Using a more conservative definition of relapse in this adherent-to-medication population, we find a very low rate of relapse associated, at least partially, with poor premorbid adjustment. As substance abuse was a significant predictor of symptomatic relapse, this would suggest that there should be a greater emphasis on interventions focused on reducing substance abuse in FEP.
首次发作精神分裂症(FEP)治疗后,药物依从性差是复发的主要决定因素。然而,即使是药物依从性好的患者也会复发。我们研究了在控制药物依从性的情况下,哪些因素会影响复发的风险。
我们选择了一组完全依从药物治疗且已经达到缓解的患者(n=65)。然后,我们通过两种不同的复发定义,比较了达到缓解但在 12 个月内复发的患者和未复发的患者之间的差异,比较的因素包括年龄、性别、病前适应情况、未治疗精神病持续时间、前驱期持续时间和物质滥用情况。

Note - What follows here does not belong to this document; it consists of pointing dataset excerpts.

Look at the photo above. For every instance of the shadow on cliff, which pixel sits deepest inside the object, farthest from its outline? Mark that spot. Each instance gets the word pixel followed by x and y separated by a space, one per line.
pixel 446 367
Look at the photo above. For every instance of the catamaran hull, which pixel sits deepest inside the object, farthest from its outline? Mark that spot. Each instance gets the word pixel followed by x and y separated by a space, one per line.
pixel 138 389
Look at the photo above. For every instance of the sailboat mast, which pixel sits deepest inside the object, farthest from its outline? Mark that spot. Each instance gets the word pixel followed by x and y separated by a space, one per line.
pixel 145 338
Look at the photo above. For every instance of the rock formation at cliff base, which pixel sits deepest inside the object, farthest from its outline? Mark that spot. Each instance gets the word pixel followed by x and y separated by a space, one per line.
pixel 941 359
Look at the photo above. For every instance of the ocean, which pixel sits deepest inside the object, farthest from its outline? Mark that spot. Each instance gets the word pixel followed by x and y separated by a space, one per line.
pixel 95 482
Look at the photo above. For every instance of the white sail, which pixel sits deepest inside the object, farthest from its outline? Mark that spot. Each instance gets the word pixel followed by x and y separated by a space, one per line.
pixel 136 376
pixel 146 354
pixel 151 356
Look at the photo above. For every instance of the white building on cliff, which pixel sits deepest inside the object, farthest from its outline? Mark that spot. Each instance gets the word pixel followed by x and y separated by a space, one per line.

在 65 名处于缓解状态且完全依从药物治疗的患者中,有 9 名(14%)根据需要改变药物治疗的复发标准复发。这些患者与那些持续缓解的患者仅在前驱期适应模式上存在差异(更多患者出现恶化模式),尽管这与其他变量无关。在其他任何变量上都没有发现差异。根据单独的症状评分,使用更常用的复发度量标准,又有 14 名(21.5%)患者复发。物质滥用显著预测了复发,物质滥用者在 12 个月内复发的可能性超过 25 倍(OR 25.6;95% CI 2.4 至 278.1,P=0.008)。
在这个依从药物治疗的患者群体中,使用更保守的复发定义,我们发现与部分较差的病前适应情况相关的复发率非常低。由于物质滥用是症状性复发的一个重要预测因素,这表明应该更加重视针对 FEP 患者减少物质滥用的干预措施。